Reviewed by zkonedog 9 / 10 / 10

Personal Material Makes This One A Keeper

Despite the fact that William Shatner's Captain Kirk was the ostensible lead of "Star Trek: The Original Series", it was ultimately Leonard Nimoy's Mr. Spock that often stole the show. To celebrate the 50th anniversary of Trek, Leonard's son Adam Nimoy decided to make a documentary somewhat focusing on his father's time as Spock. When Leonard unexpectedly passed from COPD, however, Adam decided that the documentary must take on a more personal, emotional tone. "For the Love of Spock" was the end result, an emotional piece that thrives on its ability to show Mr. Nimoy the husband and father. Because Nimoy (and his alter-ego Spock) had become such a luminous figure in the entertainment community, it is very interesting to get "insider" glimpses into what his life was like when the cameras stopped rolling. That is the heart and soul of "For The Love Of Spock". Thoughts about Leonard/Spock from fellow actors and family members are quite poignant, while Adam's composure and dignity in hearing all this about his father is interesting to take in as well. The reason I can't give this the full five stars is because the parts dealing with Trek/Spock in general are rather generic, using footage I had seen before and not really giving me any new information. Without the shift in focus towards the familial side of Nimoy, I think this may have been a rather middle-of-the-road documentary. Overall, though, I very much enjoyed watching "For the Love of Spock", as it provided me with new insight into the personality of Leonard Nimoy and how not only his peers but also his family viewed him. Adam Nimoy does a good job of getting the most out of the experience, and many emotional moments are present. Highly recommend for those who still can't quite believe that Mr. Nimoy has left this mortal coil, and want to get a peek into his life both on and off camera.

Reviewed by eenuckols 9 / 10 / 10

Total surprise from a person and character of my generation.

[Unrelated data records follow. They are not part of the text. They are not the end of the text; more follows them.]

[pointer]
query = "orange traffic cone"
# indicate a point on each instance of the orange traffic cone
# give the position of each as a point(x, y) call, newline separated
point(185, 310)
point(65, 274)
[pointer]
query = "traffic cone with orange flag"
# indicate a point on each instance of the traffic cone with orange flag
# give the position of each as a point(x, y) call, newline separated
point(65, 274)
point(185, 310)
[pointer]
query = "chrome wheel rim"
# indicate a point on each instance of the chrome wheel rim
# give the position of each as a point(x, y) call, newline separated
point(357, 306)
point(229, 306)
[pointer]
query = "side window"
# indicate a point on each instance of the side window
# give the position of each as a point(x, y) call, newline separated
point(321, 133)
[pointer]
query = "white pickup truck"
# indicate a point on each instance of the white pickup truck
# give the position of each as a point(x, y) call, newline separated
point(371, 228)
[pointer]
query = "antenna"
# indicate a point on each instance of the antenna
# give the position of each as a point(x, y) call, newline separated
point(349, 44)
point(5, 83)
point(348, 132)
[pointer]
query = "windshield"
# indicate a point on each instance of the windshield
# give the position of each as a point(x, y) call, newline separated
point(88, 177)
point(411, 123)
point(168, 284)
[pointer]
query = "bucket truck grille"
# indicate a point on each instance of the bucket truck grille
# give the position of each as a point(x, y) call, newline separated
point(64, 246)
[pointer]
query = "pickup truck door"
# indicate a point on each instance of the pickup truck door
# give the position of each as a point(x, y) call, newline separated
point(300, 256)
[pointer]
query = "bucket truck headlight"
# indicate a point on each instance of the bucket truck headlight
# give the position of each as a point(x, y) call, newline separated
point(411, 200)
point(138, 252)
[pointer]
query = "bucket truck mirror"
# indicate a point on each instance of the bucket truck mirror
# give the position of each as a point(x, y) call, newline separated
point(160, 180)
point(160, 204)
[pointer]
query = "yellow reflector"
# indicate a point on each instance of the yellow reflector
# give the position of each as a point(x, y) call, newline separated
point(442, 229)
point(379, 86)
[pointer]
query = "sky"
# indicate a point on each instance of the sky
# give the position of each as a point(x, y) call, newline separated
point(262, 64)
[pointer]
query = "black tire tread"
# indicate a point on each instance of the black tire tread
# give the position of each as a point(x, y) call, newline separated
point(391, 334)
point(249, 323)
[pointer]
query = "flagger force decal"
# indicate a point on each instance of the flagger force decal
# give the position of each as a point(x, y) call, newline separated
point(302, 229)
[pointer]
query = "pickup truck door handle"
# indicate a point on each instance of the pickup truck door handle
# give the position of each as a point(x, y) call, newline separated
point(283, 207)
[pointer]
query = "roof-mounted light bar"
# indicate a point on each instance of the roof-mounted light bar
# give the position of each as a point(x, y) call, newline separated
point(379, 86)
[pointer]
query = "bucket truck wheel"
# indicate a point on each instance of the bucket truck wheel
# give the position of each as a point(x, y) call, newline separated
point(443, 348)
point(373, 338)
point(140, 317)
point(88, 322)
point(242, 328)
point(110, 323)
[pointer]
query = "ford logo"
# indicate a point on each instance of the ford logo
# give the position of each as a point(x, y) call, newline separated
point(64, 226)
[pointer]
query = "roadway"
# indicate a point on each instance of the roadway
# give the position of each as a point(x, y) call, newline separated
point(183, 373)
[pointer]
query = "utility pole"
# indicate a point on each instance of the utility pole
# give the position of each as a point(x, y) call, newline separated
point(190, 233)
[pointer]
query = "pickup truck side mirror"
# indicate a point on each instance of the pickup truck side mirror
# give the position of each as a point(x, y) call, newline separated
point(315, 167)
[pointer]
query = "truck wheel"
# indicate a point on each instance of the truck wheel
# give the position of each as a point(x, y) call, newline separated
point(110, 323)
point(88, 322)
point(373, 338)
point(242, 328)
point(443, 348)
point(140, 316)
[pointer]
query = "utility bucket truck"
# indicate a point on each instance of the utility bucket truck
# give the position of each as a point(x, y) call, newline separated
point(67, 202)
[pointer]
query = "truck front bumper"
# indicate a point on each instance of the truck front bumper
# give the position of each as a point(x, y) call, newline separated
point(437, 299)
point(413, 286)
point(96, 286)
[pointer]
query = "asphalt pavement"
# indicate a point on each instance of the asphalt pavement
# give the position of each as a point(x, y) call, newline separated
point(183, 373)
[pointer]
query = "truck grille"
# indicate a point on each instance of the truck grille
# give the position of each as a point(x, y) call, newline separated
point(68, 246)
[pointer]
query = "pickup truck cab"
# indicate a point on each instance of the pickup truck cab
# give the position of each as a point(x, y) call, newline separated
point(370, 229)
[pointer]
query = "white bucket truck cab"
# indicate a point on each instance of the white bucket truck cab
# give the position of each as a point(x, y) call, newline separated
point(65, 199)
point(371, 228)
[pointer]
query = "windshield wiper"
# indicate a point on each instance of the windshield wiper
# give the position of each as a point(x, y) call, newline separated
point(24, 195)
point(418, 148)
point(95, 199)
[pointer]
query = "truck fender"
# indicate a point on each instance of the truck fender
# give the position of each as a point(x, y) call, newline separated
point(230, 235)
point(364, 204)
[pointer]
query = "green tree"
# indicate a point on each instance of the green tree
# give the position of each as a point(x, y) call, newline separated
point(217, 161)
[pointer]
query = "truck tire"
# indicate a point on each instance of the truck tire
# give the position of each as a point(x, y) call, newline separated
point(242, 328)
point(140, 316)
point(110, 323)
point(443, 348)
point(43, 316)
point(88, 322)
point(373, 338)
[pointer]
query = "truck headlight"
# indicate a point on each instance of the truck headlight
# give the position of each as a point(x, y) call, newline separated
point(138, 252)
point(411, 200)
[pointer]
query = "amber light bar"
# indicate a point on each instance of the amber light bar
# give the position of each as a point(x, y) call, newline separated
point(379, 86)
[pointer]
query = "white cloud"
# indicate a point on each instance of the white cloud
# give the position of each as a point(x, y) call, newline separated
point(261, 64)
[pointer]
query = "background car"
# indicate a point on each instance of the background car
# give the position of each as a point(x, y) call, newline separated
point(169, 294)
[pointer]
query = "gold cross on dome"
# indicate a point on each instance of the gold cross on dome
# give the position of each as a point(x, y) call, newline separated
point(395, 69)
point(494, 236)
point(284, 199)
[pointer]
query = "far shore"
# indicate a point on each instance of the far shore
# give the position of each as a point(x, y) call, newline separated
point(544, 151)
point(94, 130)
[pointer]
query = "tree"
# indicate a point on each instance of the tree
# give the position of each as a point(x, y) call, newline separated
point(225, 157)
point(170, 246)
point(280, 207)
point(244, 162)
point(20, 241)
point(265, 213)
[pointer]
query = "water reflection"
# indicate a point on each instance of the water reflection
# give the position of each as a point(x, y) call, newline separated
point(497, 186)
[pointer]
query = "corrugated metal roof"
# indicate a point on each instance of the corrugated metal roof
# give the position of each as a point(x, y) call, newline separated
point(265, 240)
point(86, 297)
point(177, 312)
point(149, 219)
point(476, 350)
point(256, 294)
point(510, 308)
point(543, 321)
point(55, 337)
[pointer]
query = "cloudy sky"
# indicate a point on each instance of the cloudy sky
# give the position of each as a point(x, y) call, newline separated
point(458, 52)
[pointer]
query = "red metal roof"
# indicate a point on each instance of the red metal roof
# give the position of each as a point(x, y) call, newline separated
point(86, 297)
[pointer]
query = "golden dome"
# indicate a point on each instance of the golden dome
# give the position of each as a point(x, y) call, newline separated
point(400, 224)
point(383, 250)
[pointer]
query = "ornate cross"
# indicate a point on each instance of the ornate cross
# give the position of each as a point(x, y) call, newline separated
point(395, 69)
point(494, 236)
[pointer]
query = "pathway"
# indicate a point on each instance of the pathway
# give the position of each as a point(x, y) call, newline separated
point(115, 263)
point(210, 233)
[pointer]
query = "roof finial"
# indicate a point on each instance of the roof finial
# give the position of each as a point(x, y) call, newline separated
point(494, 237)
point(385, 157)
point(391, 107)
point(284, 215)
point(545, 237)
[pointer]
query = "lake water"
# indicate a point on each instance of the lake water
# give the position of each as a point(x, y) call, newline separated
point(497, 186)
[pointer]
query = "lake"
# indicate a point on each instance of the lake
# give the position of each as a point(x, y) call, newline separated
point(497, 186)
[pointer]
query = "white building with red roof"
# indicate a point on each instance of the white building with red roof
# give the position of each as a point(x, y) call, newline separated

For The Love of Spock is one of the best if not the best documentary I have had the pleasure of seeing. I grew up with Mr. Spock and I thought with Leanord Nimoy as well. I am not going to spoil this for but I really had no idea of, let me say, mutliple facets of this wonderful actor and a good man. Adam Nimoy, Leanords son, has done an outstanding job of letting us see inside his fathers life. On a personal level I found out some things about Leanord that I can commiserate with. I don't believe this will qualify as a surprise in describing a discussion Leanord was having about where the Vulcan gretting and statement came from. What took me by surprise is that after a few weeks he started seeing a significant number of people just on the street who had taken up the greeting and would sign to him. Let me end by saying this is a documentary you should not miss and we will miss you Leonard.